Von weitem hörte man es bereits: Ein sattes Klopfen, gefolgt von dem hellen, melodischen „Plopp“ der Boomwhacker. Zwei Tage lang stand der Stundenplan ganz im Zeichen des Erlebnistrommelns. Jede Klasse hatte die Gelegenheit, eine Stunde lang intensiv in die Welt der Perkussion einzutauchen.
Profi-Coaching für kleine Trommler
Mit Uwe Pfauch hatten die Kinder einen echten Experten an ihrer Seite. Mit viel Geduld und ansteckender Energie brachte er den Schülern bei, wie man einer Cajon (einer Holztrommel) unterschiedliche Klänge entlockt und wie bunte Kunststoffröhren, die sogenannten Boomwhacker, im Zusammenspiel ein harmonisches Lied ergeben.

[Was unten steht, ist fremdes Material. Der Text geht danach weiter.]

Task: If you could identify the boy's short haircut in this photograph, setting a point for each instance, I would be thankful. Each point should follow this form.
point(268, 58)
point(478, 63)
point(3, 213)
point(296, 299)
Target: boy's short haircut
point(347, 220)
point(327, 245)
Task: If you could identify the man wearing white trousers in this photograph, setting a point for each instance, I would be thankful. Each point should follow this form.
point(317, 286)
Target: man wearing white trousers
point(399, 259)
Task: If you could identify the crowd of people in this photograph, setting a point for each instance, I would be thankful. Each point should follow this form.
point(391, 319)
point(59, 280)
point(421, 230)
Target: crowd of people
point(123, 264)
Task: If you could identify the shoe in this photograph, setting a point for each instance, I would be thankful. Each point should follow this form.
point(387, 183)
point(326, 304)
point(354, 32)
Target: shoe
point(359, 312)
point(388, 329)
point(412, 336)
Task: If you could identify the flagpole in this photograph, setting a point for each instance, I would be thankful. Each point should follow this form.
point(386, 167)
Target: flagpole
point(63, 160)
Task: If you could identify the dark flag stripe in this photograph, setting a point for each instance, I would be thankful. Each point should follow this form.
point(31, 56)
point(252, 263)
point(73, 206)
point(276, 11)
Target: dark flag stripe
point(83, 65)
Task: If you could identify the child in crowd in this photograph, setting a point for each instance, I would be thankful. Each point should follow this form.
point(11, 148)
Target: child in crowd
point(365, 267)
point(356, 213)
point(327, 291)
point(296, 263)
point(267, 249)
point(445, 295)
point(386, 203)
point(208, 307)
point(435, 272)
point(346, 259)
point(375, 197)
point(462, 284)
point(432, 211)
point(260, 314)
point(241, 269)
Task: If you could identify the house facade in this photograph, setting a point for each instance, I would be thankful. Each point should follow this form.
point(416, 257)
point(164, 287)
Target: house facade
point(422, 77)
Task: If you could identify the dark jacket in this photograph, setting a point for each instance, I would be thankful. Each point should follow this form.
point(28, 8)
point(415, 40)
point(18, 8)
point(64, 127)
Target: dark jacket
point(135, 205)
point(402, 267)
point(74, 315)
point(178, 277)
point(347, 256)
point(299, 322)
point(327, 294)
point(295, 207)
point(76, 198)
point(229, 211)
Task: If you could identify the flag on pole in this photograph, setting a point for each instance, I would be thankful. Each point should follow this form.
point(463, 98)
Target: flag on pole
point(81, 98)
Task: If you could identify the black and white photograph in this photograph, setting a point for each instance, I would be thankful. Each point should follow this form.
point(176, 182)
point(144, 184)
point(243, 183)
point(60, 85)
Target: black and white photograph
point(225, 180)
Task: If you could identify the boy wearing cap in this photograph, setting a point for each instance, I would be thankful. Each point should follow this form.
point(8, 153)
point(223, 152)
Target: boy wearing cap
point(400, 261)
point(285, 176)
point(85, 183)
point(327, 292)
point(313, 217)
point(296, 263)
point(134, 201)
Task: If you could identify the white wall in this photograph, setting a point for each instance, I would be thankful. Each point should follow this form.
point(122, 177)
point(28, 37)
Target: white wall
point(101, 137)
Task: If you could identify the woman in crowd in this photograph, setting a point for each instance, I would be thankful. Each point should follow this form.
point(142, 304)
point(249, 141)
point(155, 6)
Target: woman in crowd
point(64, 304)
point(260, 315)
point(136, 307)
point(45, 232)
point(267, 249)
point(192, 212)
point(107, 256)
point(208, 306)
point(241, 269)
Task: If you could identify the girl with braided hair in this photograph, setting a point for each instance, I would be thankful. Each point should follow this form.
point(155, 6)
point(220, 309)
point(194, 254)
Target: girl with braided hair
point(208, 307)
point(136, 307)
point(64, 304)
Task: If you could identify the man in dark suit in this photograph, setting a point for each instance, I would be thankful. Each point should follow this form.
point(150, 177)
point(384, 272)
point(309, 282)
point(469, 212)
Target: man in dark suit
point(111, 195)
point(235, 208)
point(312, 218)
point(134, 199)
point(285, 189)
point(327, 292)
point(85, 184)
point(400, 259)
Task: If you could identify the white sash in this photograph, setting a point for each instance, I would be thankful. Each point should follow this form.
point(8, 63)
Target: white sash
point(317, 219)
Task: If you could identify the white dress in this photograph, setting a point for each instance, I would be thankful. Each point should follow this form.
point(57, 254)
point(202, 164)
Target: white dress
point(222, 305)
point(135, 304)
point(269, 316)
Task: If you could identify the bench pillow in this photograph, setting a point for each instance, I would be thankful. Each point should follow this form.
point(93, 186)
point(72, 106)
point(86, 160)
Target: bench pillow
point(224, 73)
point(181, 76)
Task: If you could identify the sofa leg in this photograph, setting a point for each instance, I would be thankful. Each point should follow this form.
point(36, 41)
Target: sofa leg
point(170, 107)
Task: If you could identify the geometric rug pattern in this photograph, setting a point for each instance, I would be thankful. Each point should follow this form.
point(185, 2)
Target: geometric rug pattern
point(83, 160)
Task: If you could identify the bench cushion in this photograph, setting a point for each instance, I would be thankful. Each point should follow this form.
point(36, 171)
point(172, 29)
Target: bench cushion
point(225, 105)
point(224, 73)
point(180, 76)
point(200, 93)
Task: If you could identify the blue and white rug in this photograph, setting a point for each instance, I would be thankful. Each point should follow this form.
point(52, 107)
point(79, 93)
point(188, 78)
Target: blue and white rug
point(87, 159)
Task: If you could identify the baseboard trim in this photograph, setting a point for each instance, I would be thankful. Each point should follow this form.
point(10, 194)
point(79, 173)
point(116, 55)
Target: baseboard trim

Das Ziel war ehrgeizig: In nur einer Übungseinheit pro Klasse musste ein gemeinsames Stück so sicher sitzen, dass es bühnenreif war.
Das große Finale vor vollem Haus
Am Mittag des 27. Februar war es schließlich so weit. Von 12 bis 13 Uhr luden die jungen Musiker zum großen Abschlusskonzert. Die Resonanz war überwältigend: Zahlreiche Eltern, Geschwister und Großeltern kamen in die Turnhalle.
Als der gemeinsame Rhythmus einsetzte, gab es kein Halten mehr. Das Strahlen in den Gesichtern der Kinder und der donnernde Applaus der Eltern machten deutlich: Dieses Projekt war ein voller Erfolg. „Es ist beeindruckend, was die Kinder in so kurzer Zeit gelernt haben“, resümierte eine begeisterte Mutter nach der Aufführung.
Feiern für den guten Zweck
Möglich gemacht wurde dieses kulturelle Highlight auch durch den Einsatz der Kinder selbst. Ein Teil der Finanzierung stammte aus den Erlösen der Faschingsdisco, die bereits am Abend des 13. Februars stattgefunden hatte.
Dort wurde ordentlich vorgelegt:
Kostümfest: Die Kinder tanzten verkleidet zu lauter Musik.
Kulinarik: Muffins, Popcorn und kühle Getränke sorgten für die nötige Energie.
Das Highlight: Unsere Lehramtsanwärter hatten für jede Klassenstufe ein mit Süßigkeiten prall gefülltes Fass vorbereitet, ganz nach dem im dänischen Fasching verwendeten Brauch „Sla katten af tonden“. Die Kinder hatten einen riesigen Spaß dabei, die Fässer mit Poolnudeln aufzuschlagen und die Süßigkeiten zu kosten!
Dank dieser gelungenen Kombination aus Party und pädagogischem Musikprojekt bleibt der Februar an unserer Schule wohl als der „lauteste und rhythmischste“ Monat des Jahres in Erinnerung.